Devereux is planning to open a center in the Chester County suburbs for immigrant children who have been separated from their parents at the border. To do so, the nonprofit will have to maintain its licenses with the state. The governor’s office did not specify how long its review of Devereux could take.

In the letter to local officials, Philadelphia councilmembers said they would introduce legislation in September to enable the city to play a larger role in licensing residential programs, which receive nearly 1,000 Philadelphia youth each year. At least two dozen of these children are enrolled at Devereux.

The initiative, led by Gym, invokes abuses discovered at other institutions where the city has placed its youth. It asks city leaders to create and fund an independent office “to investigate all matters related to Philadelphia youth in placement”; establish a hotline for local families to report abuse “without fear of retaliation and with the guarantee of immediate investigation”; and spend about $500,000 to review “the safety and educational outcomes” of residential programs like Devereux.

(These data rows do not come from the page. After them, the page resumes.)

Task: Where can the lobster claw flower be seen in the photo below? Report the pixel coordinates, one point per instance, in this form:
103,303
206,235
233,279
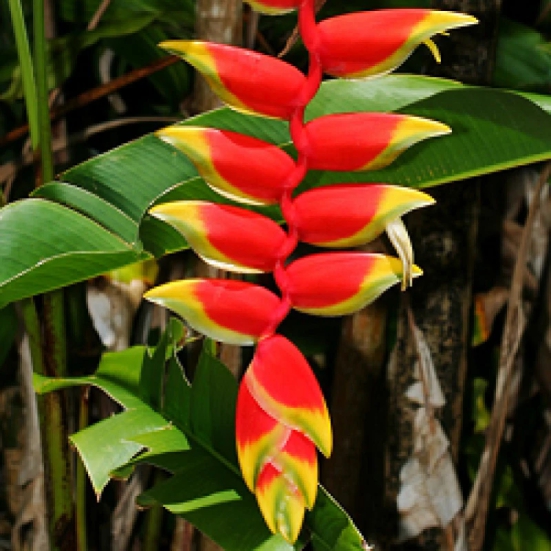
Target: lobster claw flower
278,425
245,80
234,312
274,7
237,166
300,405
261,439
227,237
364,141
348,215
372,43
340,283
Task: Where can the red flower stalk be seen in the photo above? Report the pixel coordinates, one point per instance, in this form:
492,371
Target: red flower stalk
281,413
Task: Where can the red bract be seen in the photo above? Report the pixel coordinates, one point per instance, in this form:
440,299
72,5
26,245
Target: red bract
347,215
281,415
277,425
274,7
247,81
219,156
228,237
210,306
364,141
336,284
373,43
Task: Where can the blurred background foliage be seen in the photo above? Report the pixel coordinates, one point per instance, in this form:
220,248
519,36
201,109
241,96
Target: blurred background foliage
94,44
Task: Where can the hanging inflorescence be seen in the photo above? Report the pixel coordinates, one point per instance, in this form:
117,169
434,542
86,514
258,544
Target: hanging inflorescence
281,413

“The outrageous accounts of misconduct and abuse at Devereux make this initiative as pressing as ever,” the 14 councilmembers wrote. “This is the result of a profound failure of oversight at the state and local level.”

After reading The Inquirer report, State Sen. Katie Muth called on Wolf and Attorney General Josh Shapiro to investigate all Devereux facilities in Pennsylvania.

Muth, who represents a swath of Montgomery, Chester, and Berks Counties that includes a Devereux campus in Glenmoore, said she is a rape survivor whose “heart shattered while reading every word of the article.”

“They went to this place for help, and instead were harmed,” Muth said in an interview. “And not one time — not that one time wouldn’t be heinous — but this to me would be institutional failure.”

In his statement, Devereux’s Clark accused the newspaper of a “shocking lack of editorial judgment and journalistic integrity by flying a drone over one of our children’s campuses, capturing video and still photos of clients and families.”

Gabriel Escobar, editor of The Inquirer, said in reply: “We complied with the law. The images were taken at a height of over 200 feet with a wide-angle lens suitable for landscape photography, and no individual is identifiable in the images. Nonetheless, in deference to Devereux’s concerns, The Inquirer agreed not to publish those images.”

In the case involving N.B., his mother says Devereux ignored his cries for help, failed to protect him, and put him in harm’s way.

“I’m mortified and I’m outraged,” she said. “How do you hurt the voiceless when you’re supposed to be the voice of the voiceless?”